Canada’s largest airport only has nine passenger airlines operating this week, compared to 67 three weeks ago, and it’s asking for more federal assistance amid the COVID-19 pandemic.
According to the Greater Toronto Airports Authority (GTAA), which operates and maintains Toronto Pearson under a ground lease arrangement with the Government of Canada, it “continues to work to ensure safe operations and to support the national economy through cargo operations.”
In recent weeks, passenger airlines have begun to use their aircraft to move cargo across Canada and around the world.
Pearson said its airport is dedicated to working with all carriers to keep the flow of goods moving in support of the Canadian economy, including critical goods needed to fight COVID-19.
While the GTAA said it is grateful for the federal government’s decision to address the immediate challenge of 2020 airport rent, the impact “is much deeper and wider.”
And, in support of the Canadian Airports Council (CAC), the GTAA has written to the Canadian government asking for additional measures to assist in recovery of the aviation sector and restore public confidence in Canada’s travel and tourism sectors.
“Like all airports around the world, Toronto Pearson has felt the dramatic and unprecedented impacts of COVID-19—impacts which extend well beyond the airport to the wider aviation, travel and tourism sectors,” said Deborah Flint, President and CEO of the GTAA.
“Passenger numbers at Toronto Pearson continue to drop significantly from an average of 130,000 per day to 5,000 per day.

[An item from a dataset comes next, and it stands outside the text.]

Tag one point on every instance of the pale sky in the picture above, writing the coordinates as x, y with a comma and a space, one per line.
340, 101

The number of flights has dropped as well, from an average of 1,300 per day to approximately 350 per day.”
The GTAA said the financial impact of the downturn in air travel is significant.

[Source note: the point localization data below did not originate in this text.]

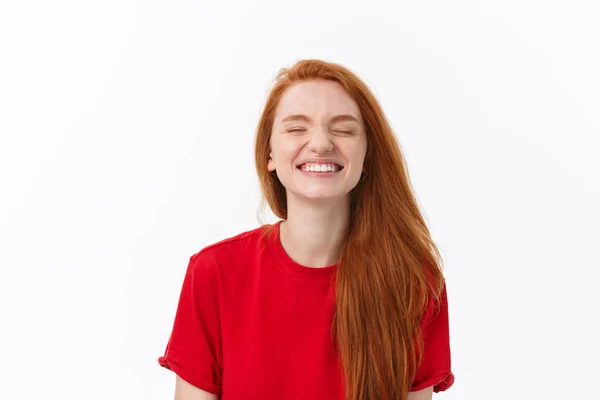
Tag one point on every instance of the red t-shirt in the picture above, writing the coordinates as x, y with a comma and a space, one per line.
253, 324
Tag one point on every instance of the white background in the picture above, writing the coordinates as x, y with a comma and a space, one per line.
127, 134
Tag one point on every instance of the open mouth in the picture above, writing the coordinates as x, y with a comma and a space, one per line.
320, 167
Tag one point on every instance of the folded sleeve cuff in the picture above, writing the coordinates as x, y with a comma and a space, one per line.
180, 371
440, 382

Like to other Canadian airports, the GTAA has taken immediate steps to address the financial impacts, including the reduction of planned 2020 operating costs and capital spending, the closure of parts of the airport’s facilities, and new measures to protect employees and passengers, according to a release by the authority.
Airlines are working to keep vital goods moving around the world, using dedicated cargo aircraft and, more recently, converting passenger aircraft. As Canada’s largest airport and a key facilitator of goods movement, we’re at the ready to help. pic.twitter.com/rgsAm3RnKW
— Toronto Pearson (@TorontoPearson) April 5, 2020
In its letter, the GTAA is asking for short-term as well as long term assistance from the government.

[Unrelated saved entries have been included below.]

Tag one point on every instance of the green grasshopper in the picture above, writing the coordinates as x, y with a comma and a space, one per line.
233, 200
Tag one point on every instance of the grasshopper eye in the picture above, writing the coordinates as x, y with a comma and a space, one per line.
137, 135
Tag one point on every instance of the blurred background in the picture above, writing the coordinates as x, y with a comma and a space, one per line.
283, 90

Short-term assistance includes regulatory flexibility and funding, as well as 2021/22 relief from ground lease payments.
Longer-term considerations include: capital project costs and stimulus funding; enhanced revenue tools; and support for the travel and tourism industry.
“The aviation, travel and tourism industries have experienced difficult setbacks before, and we have risen to meet the challenge head on,” said Flint.
“I am confident that by working collaboratively with our government partners, airlines, airport retailers, hoteliers, tourism businesses and attractions, as well as workers, we can begin to identify ways to help restore public confidence in air travel and our airports once again.”